SPARK roadmap to LabWeek’23

In and , we are discussing a fully decentralised design for SPARK. However, such design cannot be implemented by LabWeek’23 (mid-Nov), where we want to present concrete SPARK improvements and future plans (see ).

This page outlines a set of incremental improvements we can deliver in the next ~10 weeks.

Context

At the moment, we have a centralised SPARK orchestrator service hosted at Fly.io with a hard-coded list of 200 (CID, SP, proto) job templates using bitswap or graphsync protocols. SPARK’s Filecoin Station module (checker node) is running on 40+ Station instances. It periodically asks the orchestrator for a random job, performs the retrieval and reports the stats to the orchestrator.

There is no verification or fraud detection. Checker nodes can easily cheat, and we won’t know.

The sections below outline the next few features to implement by LabWeek. These features will give use minimal fraud detection we can incrementally improve later.

I am versioning the milestones as `2.X` since this is the second iteration of SPARK roadmap. We already released SPARK 1.0 earlier this year.

M2.1 Faster deployments of SPARK updates [✅ DONE]

While Station Desktop provides a super easy way to update to a newer version, it still requires manual intervention from the user - they have to restart the app.

As a result, less than 50% of users are running the latest Station version, and about ~25% of users are running an older SPARK module version. This makes it difficult for us to quickly iterate on the SPARK protocol because we have to support older server versions for a long time.

I am proposing two small changes:

Introduce a new Orchestrator API error response with HTTP Status Code 400 and the response body equal OUTDATED CLIENT
→ https://github.com/filecoin-station/spark-api/pull/55

In the SPARK module, when it receives this new error for the first time, it will log an error activity to the Station UI and stop doing any work.
→ https://github.com/filecoin-station/spark/pull/14

Additionally, Station Desktop will automatically restart after it downloads the installer for the new version? To not interfere with the user’s actions, we can trigger the restart only if the Station’s window is not shown (we are running in the tray).

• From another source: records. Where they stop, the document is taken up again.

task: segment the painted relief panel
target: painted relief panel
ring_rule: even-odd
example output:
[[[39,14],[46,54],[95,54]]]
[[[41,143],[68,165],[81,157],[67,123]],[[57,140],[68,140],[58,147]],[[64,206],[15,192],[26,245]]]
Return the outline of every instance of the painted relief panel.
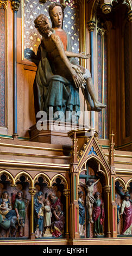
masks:
[[[120,179],[116,182],[118,236],[132,235],[132,181],[127,190],[123,185]]]
[[[41,175],[35,180],[36,192],[32,218],[30,184],[26,174],[20,175],[13,186],[8,174],[1,175],[0,240],[5,237],[13,240],[28,238],[33,223],[36,239],[65,237],[65,186],[59,178],[56,178],[52,185],[49,188]]]
[[[79,179],[79,229],[80,238],[105,236],[105,205],[103,180],[97,173],[97,164],[87,162],[86,170]]]

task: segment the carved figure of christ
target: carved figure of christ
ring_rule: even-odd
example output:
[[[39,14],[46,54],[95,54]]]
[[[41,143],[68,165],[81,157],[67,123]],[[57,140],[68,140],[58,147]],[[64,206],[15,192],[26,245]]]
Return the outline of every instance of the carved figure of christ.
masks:
[[[90,58],[90,54],[84,55],[83,53],[76,53],[65,51],[59,36],[52,32],[47,17],[43,15],[41,15],[43,17],[41,22],[38,22],[39,25],[36,25],[37,19],[39,20],[39,15],[35,20],[35,27],[42,36],[43,42],[49,55],[50,62],[54,64],[54,75],[63,76],[70,81],[73,81],[77,88],[85,88],[83,84],[86,84],[86,81],[83,76],[83,72],[79,66],[72,64],[67,57],[87,59]]]

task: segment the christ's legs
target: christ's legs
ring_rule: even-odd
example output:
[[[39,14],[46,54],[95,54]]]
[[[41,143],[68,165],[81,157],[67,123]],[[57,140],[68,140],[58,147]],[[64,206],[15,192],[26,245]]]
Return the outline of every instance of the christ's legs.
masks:
[[[92,83],[91,74],[88,69],[85,69],[85,73],[83,74],[83,77],[86,82],[86,84],[85,89],[82,88],[82,92],[86,101],[87,110],[99,112],[102,108],[106,107],[106,106],[98,101]]]
[[[93,101],[95,107],[103,108],[106,107],[106,105],[102,104],[98,101],[91,77],[88,77],[86,79],[86,86],[88,92],[89,92],[90,95],[91,95],[91,97]]]

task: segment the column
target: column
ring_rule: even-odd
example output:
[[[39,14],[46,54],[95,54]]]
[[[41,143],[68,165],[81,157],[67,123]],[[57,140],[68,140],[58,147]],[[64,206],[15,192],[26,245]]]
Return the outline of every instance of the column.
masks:
[[[34,239],[34,196],[36,194],[36,188],[35,187],[29,187],[29,193],[31,195],[31,218],[30,221],[30,239]]]
[[[79,206],[78,201],[78,169],[77,161],[77,131],[68,133],[68,137],[72,139],[72,161],[70,169],[71,197],[70,205],[70,238],[79,239]]]
[[[66,197],[66,237],[67,239],[69,238],[69,204],[68,199],[69,196],[70,195],[70,190],[64,190],[63,194]]]
[[[91,74],[92,79],[92,82],[94,84],[94,69],[93,69],[93,31],[96,27],[96,22],[93,21],[89,21],[87,22],[88,29],[90,33],[90,53],[91,53]],[[94,131],[95,129],[95,112],[91,112],[90,127],[91,131]]]
[[[18,10],[20,0],[11,0],[11,4],[14,11],[14,138],[17,138],[17,70],[16,70],[16,45],[17,45],[17,12]]]
[[[110,193],[110,229],[111,231],[111,236],[112,237],[117,237],[117,205],[115,199],[115,167],[114,165],[114,136],[112,131],[111,134],[110,135],[110,150],[109,163],[111,170],[110,175],[110,184],[111,184],[111,193]]]
[[[106,185],[104,187],[105,192],[106,193],[106,200],[105,200],[107,202],[107,207],[106,207],[106,212],[105,214],[105,216],[106,216],[107,220],[107,227],[106,227],[106,235],[107,237],[111,237],[111,231],[110,231],[110,193],[111,191],[111,186]]]

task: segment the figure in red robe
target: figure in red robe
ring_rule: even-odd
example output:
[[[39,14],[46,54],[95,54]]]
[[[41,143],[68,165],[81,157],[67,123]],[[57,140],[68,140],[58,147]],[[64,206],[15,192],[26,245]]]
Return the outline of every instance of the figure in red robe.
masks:
[[[128,192],[125,192],[121,207],[120,215],[122,215],[123,219],[122,235],[132,234],[132,205],[129,200],[130,198],[130,194]]]
[[[103,223],[104,221],[104,209],[103,200],[99,199],[100,193],[96,192],[94,195],[93,220],[94,221],[95,235],[103,235]]]

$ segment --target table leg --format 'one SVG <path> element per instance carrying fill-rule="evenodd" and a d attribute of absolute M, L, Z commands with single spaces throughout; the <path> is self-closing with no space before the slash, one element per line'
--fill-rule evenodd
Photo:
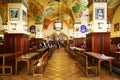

EDIT: This is already happening → https://github.com/filecoin-station/desktop/pull/931

Auto-restart does not solve the problem for Station Core (headless), so we should probably still implement some way for the server to tell the SPARK module that it should not do any more work because it’s outdated.

M2.2: SPARK rounds [Sept 30th]

→ https://github.com/filecoin-station/spark/issues/13 and https://github.com/filecoin-station/roadmap/issues/41

In order to verify that checker nodes retrieved all data, we need several checkers to redundantly perform the same retrieval so that we can use the “honest majority” approach to determine what are the expected values, like the Blake3 hash of the CAR file retrieved.

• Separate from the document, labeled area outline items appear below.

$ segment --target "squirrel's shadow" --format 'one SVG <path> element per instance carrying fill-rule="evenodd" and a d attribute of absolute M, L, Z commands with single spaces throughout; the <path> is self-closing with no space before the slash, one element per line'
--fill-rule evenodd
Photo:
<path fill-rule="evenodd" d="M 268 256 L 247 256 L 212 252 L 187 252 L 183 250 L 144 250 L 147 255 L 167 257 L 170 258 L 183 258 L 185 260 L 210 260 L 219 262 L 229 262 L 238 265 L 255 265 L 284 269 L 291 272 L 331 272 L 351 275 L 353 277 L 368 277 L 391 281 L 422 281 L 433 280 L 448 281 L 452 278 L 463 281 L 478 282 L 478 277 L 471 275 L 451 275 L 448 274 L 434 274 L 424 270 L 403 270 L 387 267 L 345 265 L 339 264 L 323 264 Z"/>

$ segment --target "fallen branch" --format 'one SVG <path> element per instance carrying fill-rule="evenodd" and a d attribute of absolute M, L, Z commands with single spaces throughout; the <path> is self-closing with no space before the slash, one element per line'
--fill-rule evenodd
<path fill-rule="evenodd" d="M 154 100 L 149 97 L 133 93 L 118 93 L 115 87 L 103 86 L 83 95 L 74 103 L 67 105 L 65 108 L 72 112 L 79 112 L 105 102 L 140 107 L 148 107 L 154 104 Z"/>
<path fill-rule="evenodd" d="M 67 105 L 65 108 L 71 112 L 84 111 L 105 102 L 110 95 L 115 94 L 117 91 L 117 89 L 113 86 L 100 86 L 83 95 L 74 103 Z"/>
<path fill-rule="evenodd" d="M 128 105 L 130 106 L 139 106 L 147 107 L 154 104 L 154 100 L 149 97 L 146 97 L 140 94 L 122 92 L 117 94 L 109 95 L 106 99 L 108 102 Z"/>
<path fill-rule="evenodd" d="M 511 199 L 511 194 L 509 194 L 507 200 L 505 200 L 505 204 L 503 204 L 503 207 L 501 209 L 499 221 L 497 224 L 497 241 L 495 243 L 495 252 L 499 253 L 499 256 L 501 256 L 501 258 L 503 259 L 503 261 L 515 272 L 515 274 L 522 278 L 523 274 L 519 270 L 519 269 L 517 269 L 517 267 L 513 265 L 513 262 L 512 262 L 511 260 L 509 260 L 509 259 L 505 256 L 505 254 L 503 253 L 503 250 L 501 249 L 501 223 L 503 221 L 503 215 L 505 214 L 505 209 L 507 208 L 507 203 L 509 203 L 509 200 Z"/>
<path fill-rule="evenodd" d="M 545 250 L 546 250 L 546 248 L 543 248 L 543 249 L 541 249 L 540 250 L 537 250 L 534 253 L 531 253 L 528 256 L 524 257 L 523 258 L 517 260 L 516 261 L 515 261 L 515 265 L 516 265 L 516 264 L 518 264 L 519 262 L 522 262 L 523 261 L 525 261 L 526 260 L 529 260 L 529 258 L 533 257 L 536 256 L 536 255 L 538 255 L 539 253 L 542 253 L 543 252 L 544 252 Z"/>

To enable the formation of majorities, we need a concept of a time-limited period - a round - during which we collect redundant measurements and then compare the results after the round is over. So, the first logical step is to introduce the concept of a SPARK round.

We need to define the round length. First, we must discuss the tradeoffs involved and how easy it will be to change the round length. Example length: 30 minutes.
- 2023-08-28 UPDATE
  SPARK rounds will be aligned with MERidian rounds. MERidian rounds have a variable length based on the rate of new FIL blocks being mined. See
  Links:
  - https://github.com/Meridian-IE/evaluate-service/blob/main/index.js
  - https://github.com/Meridian-IE/evaluate-service/blob/main/lib/contract.js

We want checkers to perform multiple retrievals in each round. There are two parameters involved:
- TC = How many (cid, sp) tasks we define per round, e.g. 100 jobs/round
- TN = How many tasks each checker executes, e.g. 20 jobs/checker
See

Introduce a new Orchestrator API that returns the current SPARK round number and the list of tasks selected for that round.
- IE rounds are reset when a new version of MERidian contract is deployed.
- We want SPARK round numbers to be always increasing.
- Solution: map SPARK round number (e.g. 300) to a tuple (smart contract address, IE round), e.g. (0xasdwe, 10).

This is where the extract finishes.